Re: Global temporary tables - Mailing list pgsql-hackers

From Pavel Stehule
Subject Re: Global temporary tables
Date
Msg-id CAFj8pRAJ_fAZrwcp9FgKsS+mGk3g5t2iZnqpcDiPXp=O6DmLFQ@mail.gmail.com
Whole thread Raw
In response to Re: Global temporary tables  (Konstantin Knizhnik <k.knizhnik@postgrespro.ru>)
Responses Re: Global temporary tables
List pgsql-hackers


po 12. 8. 2019 v 18:19 odesílatel Konstantin Knizhnik <k.knizhnik@postgrespro.ru> napsal:
Hi,

On 11.08.2019 10:14, Pavel Stehule wrote:

Hi


There is one more problem with global temporary tables for which I do not know good solution now: collecting statistic.
As far as each backend has its own data, generally them may need different query plans.
Right now if you perform "analyze table" in one backend, then it will affect plans in all backends.
It can be considered not as bug, but as feature if we assume that distribution if data in all backens is similar.
But if this assumption is not true, then it can be a problem.

Last point is probably the most difficult issue and I think about it years.

I have a experience with my customers so 99% of usage temp tables is without statistics - just with good information only about rows. Only few customers know so manual ANALYZE is necessary for temp tables (when it is really necessary).

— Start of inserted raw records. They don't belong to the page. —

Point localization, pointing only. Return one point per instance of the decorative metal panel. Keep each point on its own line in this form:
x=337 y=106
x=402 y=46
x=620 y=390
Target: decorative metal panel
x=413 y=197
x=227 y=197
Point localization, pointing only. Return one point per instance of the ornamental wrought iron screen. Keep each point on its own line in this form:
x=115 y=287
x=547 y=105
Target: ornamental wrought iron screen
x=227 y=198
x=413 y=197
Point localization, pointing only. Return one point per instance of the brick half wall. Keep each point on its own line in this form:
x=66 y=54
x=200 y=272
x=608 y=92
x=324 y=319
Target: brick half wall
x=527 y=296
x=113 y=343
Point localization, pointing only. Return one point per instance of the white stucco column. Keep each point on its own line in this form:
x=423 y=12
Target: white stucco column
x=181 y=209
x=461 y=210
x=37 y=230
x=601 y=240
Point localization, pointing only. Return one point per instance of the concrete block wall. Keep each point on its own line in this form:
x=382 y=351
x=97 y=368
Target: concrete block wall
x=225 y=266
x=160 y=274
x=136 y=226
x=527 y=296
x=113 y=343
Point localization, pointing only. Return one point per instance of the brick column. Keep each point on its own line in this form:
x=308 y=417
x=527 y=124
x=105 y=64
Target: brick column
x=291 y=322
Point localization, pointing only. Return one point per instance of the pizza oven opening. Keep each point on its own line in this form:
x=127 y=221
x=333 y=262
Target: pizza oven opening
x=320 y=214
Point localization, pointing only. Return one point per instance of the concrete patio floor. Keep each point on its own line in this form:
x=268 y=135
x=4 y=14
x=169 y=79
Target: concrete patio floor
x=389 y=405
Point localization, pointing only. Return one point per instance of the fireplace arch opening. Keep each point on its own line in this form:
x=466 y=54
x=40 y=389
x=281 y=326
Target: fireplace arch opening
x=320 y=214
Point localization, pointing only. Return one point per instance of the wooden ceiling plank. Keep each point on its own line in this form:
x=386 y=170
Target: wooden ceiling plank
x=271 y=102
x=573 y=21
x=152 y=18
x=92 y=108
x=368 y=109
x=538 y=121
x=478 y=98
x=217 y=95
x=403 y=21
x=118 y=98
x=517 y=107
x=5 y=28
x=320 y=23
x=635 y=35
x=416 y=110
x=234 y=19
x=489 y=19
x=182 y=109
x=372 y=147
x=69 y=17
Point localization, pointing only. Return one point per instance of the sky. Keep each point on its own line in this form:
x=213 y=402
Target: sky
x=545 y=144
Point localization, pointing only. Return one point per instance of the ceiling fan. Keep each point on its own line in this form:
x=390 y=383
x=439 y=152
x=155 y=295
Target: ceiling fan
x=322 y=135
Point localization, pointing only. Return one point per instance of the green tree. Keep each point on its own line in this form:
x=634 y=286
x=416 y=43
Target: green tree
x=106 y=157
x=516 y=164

Sharing meta data about global temporary tables can real problem - probably not about statistics, but surely about number of pages and number of rows.

But Postgres is not storing this information now anywhere else except statistic, isn't it?

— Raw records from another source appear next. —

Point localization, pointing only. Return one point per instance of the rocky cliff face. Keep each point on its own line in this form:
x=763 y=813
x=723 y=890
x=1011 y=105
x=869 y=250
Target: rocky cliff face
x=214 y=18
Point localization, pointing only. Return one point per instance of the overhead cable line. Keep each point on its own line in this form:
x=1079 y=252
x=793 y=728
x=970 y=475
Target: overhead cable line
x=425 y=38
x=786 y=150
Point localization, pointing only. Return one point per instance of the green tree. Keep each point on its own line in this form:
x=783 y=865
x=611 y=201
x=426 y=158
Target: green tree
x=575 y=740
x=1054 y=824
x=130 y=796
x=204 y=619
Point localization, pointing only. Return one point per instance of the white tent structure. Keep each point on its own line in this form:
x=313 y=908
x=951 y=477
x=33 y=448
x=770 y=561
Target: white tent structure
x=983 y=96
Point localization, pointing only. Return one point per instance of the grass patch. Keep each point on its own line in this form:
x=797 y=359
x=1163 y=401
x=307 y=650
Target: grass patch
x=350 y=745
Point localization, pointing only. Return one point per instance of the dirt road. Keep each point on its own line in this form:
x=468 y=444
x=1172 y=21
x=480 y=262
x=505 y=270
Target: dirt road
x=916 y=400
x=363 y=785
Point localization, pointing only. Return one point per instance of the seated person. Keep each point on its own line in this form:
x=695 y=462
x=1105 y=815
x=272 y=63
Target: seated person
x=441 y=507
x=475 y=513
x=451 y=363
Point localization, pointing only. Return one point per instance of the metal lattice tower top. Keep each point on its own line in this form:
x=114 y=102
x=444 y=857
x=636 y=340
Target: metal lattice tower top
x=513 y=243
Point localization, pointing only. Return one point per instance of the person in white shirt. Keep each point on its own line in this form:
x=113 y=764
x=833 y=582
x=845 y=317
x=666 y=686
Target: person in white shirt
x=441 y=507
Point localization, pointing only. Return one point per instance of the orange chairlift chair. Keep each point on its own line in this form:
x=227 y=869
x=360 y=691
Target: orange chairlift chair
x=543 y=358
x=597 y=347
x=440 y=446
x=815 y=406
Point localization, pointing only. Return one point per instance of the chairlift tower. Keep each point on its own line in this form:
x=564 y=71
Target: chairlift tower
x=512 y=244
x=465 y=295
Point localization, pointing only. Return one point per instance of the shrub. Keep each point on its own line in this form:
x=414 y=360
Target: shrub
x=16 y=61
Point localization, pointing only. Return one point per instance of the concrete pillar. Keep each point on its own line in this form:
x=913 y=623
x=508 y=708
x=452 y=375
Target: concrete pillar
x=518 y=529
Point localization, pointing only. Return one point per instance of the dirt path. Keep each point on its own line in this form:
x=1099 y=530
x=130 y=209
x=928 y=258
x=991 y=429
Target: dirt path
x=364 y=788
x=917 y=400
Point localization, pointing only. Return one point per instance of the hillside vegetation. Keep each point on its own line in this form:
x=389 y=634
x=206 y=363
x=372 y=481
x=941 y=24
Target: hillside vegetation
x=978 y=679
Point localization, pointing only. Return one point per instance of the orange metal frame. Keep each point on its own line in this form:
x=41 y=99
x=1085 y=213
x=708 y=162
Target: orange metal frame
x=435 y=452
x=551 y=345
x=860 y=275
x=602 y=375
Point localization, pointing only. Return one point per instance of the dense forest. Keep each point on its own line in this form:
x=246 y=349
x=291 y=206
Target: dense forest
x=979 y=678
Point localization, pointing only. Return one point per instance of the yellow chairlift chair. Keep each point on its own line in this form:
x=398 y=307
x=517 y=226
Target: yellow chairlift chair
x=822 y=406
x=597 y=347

not only - critical numbers are reltuples, relpages from pg_class

There was proposal to cache relation size,  but it is not implemented yet. If such cache exists, then we can use it to store local information about global temporary tables.
So if 99% of users do not perform analyze for temporary tables, then them will not be faced with this problem, right?

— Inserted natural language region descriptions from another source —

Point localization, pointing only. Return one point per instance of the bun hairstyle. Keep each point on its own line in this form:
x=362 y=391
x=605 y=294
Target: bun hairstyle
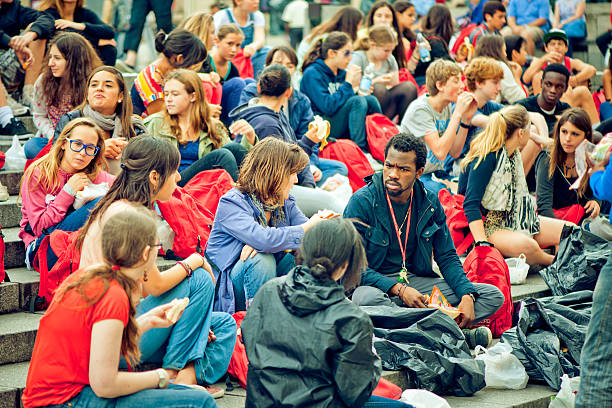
x=328 y=246
x=181 y=42
x=274 y=80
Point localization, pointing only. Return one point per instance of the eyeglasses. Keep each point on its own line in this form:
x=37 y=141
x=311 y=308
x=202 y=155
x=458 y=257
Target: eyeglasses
x=401 y=169
x=77 y=146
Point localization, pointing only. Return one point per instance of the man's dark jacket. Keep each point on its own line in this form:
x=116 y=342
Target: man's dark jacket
x=369 y=205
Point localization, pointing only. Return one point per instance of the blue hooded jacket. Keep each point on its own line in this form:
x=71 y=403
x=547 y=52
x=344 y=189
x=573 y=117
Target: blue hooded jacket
x=327 y=92
x=266 y=122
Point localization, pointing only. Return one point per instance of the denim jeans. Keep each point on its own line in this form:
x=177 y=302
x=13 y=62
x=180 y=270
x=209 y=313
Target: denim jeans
x=187 y=340
x=596 y=357
x=248 y=276
x=349 y=120
x=175 y=396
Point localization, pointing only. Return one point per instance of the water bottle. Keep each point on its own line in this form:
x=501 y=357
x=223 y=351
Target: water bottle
x=366 y=80
x=423 y=50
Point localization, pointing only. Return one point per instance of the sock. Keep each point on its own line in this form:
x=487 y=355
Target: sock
x=6 y=114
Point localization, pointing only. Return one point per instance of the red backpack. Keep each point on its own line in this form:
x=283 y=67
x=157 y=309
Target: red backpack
x=191 y=210
x=379 y=130
x=485 y=264
x=349 y=153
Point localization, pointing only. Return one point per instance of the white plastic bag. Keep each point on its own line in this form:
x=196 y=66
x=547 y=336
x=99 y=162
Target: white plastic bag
x=90 y=192
x=518 y=269
x=15 y=156
x=566 y=397
x=502 y=368
x=423 y=399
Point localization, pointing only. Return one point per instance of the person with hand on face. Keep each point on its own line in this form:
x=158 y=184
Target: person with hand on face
x=187 y=351
x=110 y=108
x=332 y=88
x=432 y=117
x=258 y=223
x=50 y=185
x=404 y=223
x=77 y=364
x=186 y=121
x=556 y=169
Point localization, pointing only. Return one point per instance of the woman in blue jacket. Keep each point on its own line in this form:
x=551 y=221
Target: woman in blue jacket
x=257 y=223
x=330 y=86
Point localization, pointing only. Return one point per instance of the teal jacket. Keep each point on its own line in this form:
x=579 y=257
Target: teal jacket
x=370 y=206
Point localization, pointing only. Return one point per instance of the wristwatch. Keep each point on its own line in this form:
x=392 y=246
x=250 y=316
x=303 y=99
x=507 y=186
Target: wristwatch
x=164 y=378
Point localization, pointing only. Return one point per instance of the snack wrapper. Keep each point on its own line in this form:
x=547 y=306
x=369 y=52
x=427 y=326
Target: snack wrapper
x=438 y=301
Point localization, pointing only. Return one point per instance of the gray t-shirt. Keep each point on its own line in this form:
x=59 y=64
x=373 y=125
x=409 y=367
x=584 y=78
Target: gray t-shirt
x=361 y=60
x=421 y=120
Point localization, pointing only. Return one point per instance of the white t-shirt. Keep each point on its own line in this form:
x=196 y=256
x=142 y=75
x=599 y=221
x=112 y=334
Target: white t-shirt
x=421 y=119
x=295 y=14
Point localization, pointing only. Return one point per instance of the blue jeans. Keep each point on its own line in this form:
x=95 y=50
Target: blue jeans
x=33 y=146
x=187 y=340
x=596 y=356
x=248 y=276
x=175 y=396
x=349 y=120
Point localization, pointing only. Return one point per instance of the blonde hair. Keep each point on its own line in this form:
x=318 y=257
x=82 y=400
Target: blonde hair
x=49 y=164
x=379 y=34
x=200 y=117
x=440 y=71
x=500 y=128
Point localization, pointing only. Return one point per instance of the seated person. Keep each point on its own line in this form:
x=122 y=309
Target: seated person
x=50 y=185
x=79 y=366
x=331 y=88
x=393 y=96
x=73 y=16
x=257 y=222
x=493 y=182
x=110 y=107
x=556 y=168
x=344 y=368
x=188 y=351
x=265 y=115
x=246 y=15
x=529 y=19
x=299 y=110
x=228 y=40
x=179 y=49
x=403 y=224
x=22 y=53
x=577 y=93
x=61 y=85
x=432 y=118
x=186 y=121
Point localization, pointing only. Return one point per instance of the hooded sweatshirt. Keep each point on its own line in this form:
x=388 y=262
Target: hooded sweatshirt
x=308 y=345
x=267 y=122
x=327 y=91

they use default statistics based on relpages. But for 1% of applications statistics are critical - almost always for OLAP applications.




There are two requirements:

a) we need some special meta data for any instance (per session) of global temporary table (row, pages, statistics, maybe multicolumn statistics, ...)

b) we would not to use persistent global catalogue (against catalogue bloating)

I see two possible solution:

1. hold these data only in memory in special buffers

2. hold these data in global temporary tables - it is similar to normal tables - we can use global temp tables for metadata like classic persistent tables are used for metadata of classic persistent tables. Next syscache can be enhanced to work with union of two system tables.

I prefer @2 because changes can be implemented on deeper level.

Sharing metadata for global temp tables (current state if I understand well) is good enough for develop stage, but It is hard to expect so it can work generally in production environment.


I think that it not possible to assume that temporary data will aways fir in memory.
So 1) seems to be not acceptable solution.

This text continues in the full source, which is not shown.